Raths, D. (2014) An e-portfolio with no limits Campus Technology, March 2

This is an article on a project by the University of Mary Washington, Virginia, that enables all students to create their own academic web presence through the provision of a university-wide blogging platform. The article provides some good examples of student work done through this project, particularly in history. A recent development at UMW has been the creation of a community site that aggregates the activity of the project, including sites created and content published. The article also provides links to similar projects at Emory University and Davidson College.

It should be noted that the University of British Columbia here in Vancouver established UBC Blogs and UBC Wiki several years ago.

UBC Blogs currently has 22,785 members. Go to http://blogs.ubc.ca/support/about/ to see the many different ways UBC Blogs are being used. Choosing any one is invidious, but the first one I came across is an excellent example, UBC student Matthew Kyriakides’ essay on gentrification and social movements in Vancouver’s downtown east side.

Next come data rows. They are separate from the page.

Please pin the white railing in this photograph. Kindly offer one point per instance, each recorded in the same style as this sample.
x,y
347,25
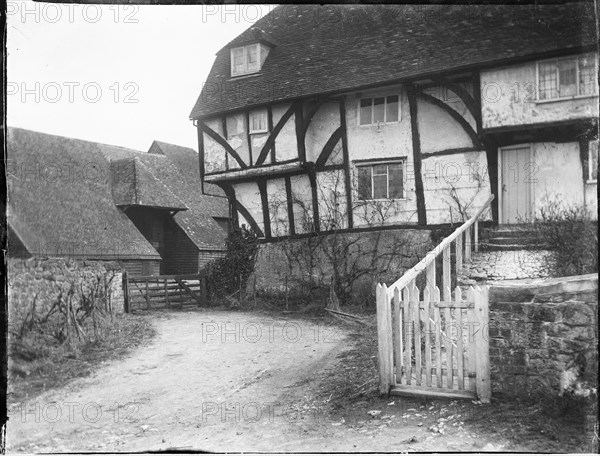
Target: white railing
x,y
401,304
428,264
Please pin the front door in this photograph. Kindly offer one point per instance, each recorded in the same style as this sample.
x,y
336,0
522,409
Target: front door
x,y
516,184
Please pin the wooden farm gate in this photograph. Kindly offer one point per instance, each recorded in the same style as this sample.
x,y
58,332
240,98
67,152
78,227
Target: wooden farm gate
x,y
163,291
432,342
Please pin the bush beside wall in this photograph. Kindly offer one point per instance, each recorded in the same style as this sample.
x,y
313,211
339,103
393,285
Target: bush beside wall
x,y
304,266
536,330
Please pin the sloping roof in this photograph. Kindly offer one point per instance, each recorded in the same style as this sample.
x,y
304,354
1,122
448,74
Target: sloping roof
x,y
332,48
186,161
197,221
134,185
60,202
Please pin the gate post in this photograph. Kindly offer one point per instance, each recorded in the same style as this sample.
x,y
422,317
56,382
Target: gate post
x,y
384,339
125,286
482,345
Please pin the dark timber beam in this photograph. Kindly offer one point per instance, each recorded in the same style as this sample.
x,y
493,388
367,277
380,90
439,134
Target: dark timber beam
x,y
273,136
223,143
230,193
301,145
264,199
312,177
270,123
249,137
346,154
416,143
328,147
290,205
463,94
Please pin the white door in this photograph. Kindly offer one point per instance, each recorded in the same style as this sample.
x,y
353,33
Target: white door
x,y
516,185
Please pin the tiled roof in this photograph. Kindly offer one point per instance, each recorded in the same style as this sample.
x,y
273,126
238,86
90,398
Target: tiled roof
x,y
60,199
135,185
61,194
165,162
322,49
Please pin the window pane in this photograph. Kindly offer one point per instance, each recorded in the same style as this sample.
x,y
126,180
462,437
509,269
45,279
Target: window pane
x,y
593,160
364,182
380,170
380,186
548,81
587,75
566,78
258,121
365,111
396,180
238,60
379,110
391,108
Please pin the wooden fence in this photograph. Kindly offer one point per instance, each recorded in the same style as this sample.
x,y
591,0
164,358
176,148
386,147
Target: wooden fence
x,y
163,291
433,342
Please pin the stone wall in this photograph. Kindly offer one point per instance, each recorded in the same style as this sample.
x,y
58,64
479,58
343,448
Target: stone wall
x,y
537,329
299,262
45,279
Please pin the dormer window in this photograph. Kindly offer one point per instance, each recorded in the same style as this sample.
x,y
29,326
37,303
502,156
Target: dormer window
x,y
248,59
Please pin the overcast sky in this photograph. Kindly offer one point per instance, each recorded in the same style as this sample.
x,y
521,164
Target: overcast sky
x,y
117,74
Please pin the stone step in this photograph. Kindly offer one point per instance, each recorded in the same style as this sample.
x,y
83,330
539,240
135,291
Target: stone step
x,y
513,241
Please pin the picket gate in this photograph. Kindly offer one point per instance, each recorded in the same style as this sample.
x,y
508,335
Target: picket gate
x,y
434,342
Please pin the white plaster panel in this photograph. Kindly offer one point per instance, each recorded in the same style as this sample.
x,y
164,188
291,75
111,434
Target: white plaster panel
x,y
331,193
248,195
438,130
214,153
325,121
286,146
302,196
277,198
455,186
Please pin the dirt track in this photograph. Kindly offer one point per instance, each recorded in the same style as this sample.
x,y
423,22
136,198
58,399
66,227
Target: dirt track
x,y
223,381
210,381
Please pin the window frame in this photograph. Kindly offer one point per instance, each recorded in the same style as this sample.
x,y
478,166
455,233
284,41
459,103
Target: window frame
x,y
372,98
592,179
556,62
371,164
245,49
262,111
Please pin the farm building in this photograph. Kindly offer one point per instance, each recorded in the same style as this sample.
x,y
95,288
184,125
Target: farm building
x,y
317,116
83,200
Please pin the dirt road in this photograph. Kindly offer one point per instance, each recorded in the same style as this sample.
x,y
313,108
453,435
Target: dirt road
x,y
223,381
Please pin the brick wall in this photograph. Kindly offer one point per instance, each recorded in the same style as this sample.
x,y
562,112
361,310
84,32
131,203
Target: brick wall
x,y
537,329
292,262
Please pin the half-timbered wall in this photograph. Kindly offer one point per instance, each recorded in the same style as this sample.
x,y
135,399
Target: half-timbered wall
x,y
302,176
509,98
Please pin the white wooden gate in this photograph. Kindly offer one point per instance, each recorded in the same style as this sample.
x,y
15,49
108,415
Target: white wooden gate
x,y
433,343
432,347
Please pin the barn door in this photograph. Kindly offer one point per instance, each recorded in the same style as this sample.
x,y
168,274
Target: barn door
x,y
516,201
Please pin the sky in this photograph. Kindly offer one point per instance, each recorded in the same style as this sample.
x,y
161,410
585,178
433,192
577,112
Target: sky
x,y
117,74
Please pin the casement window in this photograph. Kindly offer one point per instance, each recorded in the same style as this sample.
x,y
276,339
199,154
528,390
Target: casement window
x,y
593,161
567,78
245,59
258,121
379,110
381,181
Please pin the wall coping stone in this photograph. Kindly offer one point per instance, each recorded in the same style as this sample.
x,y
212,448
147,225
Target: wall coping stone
x,y
526,290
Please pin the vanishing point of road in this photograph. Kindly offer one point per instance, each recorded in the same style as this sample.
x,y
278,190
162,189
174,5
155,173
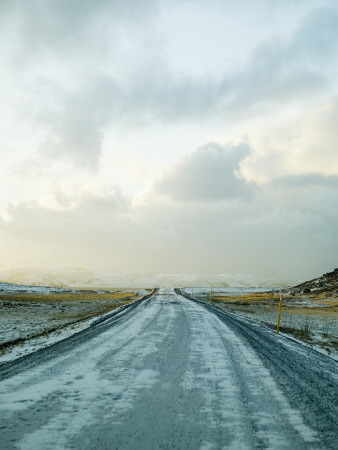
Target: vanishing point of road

While the blog service is aimed at individual students and faculty members, i.e. anyone with a CWL (campus-wide log-in), the wiki enables group contributions:

The UBC Wiki is a shared space for use by students, staff, and faculty at the University of British Columbia. It serves as a course repository, a personal and collaborative work space, a documentation depository, and a growing guide to everything and anything UBC. The information, resources, and links that it contains are created, expanded, and annotated by its users. It is constantly evolving and changing because every member can add to it and edit any page.

A good example of a UBC wiki is Math Exam Resources:

a community project started in March 2012 by graduate students at the UBC Math Department [that] features hints and worked out solutions to past math exams. The goal of the project is to provide an open and free educational resource to undergraduate students taking math courses, with a strong emphasis for first and second year courses. The provided solutions do not simply provide what the answer is, but instead focus on the processes that it takes to solve the problem. The Math Exam Resources wiki offers:

    • Free study tips, hints and detailed solutions to past exams of the Math Department.
    • High quality content written by math graduate students. The content is reviewed and can be updated on the fly with your comments and feedback.
    • The ability to use the discussion pages of any page in this wiki to dialogue with us or with other students about mathematics!

I strongly recommend that you browse the UBC Blogs and Wiki sites in particular to see how social media are being integrated fully with credit-based online learning at UBC. Most UBC courses still use a learning management system that allows for ‘private’ or ‘course only’ communications, but the blogs and wikis open up the courses to the general public who can comment on blogs or participate in wikis. Linking blogs and wikis to particular courses and controlling access through the use of passwords enables a degree of quality control. Usually it is UBC students who are ‘in control’. This is a development of open education that deserves more attention.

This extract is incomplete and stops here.